La mère originale : Anne Hébert, fiction et filiation littéraire
Face à la perte de Nicole, l’autre mère s’impose : Anne Hébert. Elle n’est pas née de la chair, mais de la lecture. Elle n’a pas porté l’autrice, mais elle l’a élevée dans la langue. Hébert n’est pas seulement un modèle littéraire ; elle est une incarnation. Peyrouse parle d’elle comme d’un corps :
« J’aimerais être ta complice. Que tu m’adoptes. Carrément. Pourtant, j’ai une maman. Tu serais une autre mère. Tu es une autre mère. Une autre Anne. »
C’est là que la distinction prend tout son sens : Nicole fait naître le corps, Anne fait naître l’écriture. L’une ancre, l’autre élève. L’une rappelle le passé, l’autre ouvre l’avenir.
Une hybridité comme archipel
Il y a dans ce livre un courant sous-jacent : celui de l’hybridité. Pas seulement entre les genres, prose et poésie, mais entre les mondes. C’est un livre-fracture, un texte-faille où cohabitent la Camargue de Nicole et les brumes de l’écriture d’Hébert, le Québec et la France, le réel et la fiction, le corps et le texte.
Cette façon de tresser plusieurs voix dans une même page me rappelle Édouard Glissant et sa notion de « relation ». Comme lui, Peyrouse ne cherche pas l’origine pure, mais le mouvement : elle vit dans la multiplicité, dans les racines entremêlées. C’est ce que Glissant appelait « le droit à l’opacité » : ne pas tout expliquer, juste coexister dans la complexité.
Cette bi-maternité refuse le deuil classique. Elle crée un deuil dialogique, où les mortes parlent encore, lisent encore, veillent encore :
« Nicole, tu flottes dans ce livre en état d’être et de non-être. Anne Hébert, aussi. » (p. 115)
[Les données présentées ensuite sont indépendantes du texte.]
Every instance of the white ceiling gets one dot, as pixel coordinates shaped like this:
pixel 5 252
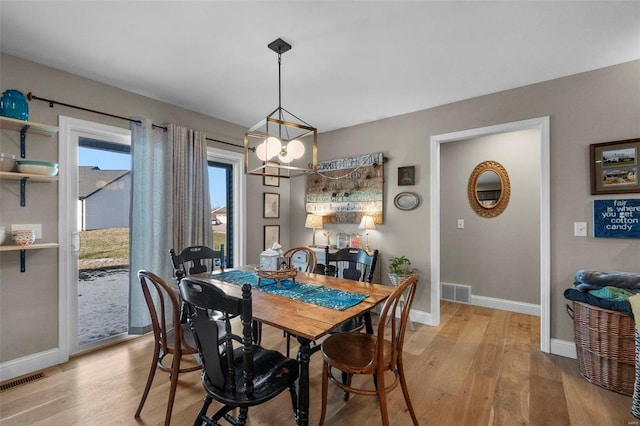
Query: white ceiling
pixel 352 61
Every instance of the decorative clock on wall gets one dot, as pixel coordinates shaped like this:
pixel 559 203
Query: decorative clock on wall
pixel 406 200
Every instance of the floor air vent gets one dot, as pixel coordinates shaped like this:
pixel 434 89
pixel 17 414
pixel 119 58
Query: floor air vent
pixel 21 381
pixel 455 292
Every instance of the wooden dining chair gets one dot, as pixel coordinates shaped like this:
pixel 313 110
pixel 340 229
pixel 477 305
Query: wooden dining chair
pixel 353 264
pixel 171 337
pixel 362 353
pixel 237 373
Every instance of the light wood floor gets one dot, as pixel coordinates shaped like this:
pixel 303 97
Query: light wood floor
pixel 479 367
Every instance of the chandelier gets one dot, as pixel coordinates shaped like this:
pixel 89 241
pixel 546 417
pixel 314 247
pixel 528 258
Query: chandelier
pixel 281 144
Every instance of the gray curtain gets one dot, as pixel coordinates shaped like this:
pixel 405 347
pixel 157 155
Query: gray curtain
pixel 170 206
pixel 151 222
pixel 192 206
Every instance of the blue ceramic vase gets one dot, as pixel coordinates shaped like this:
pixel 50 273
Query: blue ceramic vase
pixel 13 104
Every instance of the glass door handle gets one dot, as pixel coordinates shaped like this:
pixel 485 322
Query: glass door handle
pixel 75 243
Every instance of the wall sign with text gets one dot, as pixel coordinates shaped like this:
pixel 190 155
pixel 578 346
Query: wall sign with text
pixel 616 218
pixel 345 189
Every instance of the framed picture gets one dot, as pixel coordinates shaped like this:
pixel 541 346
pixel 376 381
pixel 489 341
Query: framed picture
pixel 614 167
pixel 407 175
pixel 271 180
pixel 271 205
pixel 271 235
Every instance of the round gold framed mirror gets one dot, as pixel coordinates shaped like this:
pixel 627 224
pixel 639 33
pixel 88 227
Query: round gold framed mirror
pixel 489 189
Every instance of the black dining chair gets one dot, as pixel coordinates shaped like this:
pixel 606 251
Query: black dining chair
pixel 197 259
pixel 241 374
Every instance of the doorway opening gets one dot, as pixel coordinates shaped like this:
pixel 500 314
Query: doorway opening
pixel 540 124
pixel 104 193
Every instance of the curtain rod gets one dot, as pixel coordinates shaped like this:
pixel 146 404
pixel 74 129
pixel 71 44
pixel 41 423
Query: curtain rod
pixel 52 102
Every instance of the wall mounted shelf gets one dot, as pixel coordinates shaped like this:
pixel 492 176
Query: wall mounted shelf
pixel 24 127
pixel 23 178
pixel 23 251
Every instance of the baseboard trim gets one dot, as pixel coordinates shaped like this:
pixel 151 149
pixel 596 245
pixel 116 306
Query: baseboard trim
pixel 506 305
pixel 28 364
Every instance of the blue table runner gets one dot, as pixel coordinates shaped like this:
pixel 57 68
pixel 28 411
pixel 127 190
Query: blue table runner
pixel 309 293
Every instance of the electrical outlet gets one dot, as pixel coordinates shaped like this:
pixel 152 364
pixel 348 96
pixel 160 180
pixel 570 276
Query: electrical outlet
pixel 22 227
pixel 580 229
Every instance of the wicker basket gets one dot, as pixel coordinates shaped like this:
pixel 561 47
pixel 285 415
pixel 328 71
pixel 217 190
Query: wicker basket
pixel 605 346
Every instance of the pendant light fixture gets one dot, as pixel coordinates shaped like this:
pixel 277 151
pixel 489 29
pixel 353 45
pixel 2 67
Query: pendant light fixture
pixel 280 145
Une littérature-monde, une littérature-mère
À la fin, j’ai compris : ce n’est pas seulement un hommage à une mère ou à une écrivaine, c’est une vision politique de la littérature. Une utopie. Page 43, Peyrouse écrit :
« Les manuscrits deviendront nos vêtements amples à porter et à tournoyer… Nous ne traverserons pas la vie mais les mots. »
C’est une déclaration d’amour à la littérature, mais aussi un manifeste. Comme Hélène Cixous, Peyrouse croit en la force féminine de l’écriture : un pouvoir de transformation, de soin, de résistance. C’est un matriarcat littéraire, un monde où la mère ne meurt jamais vraiment, parce qu’on la prolonge par l’écriture.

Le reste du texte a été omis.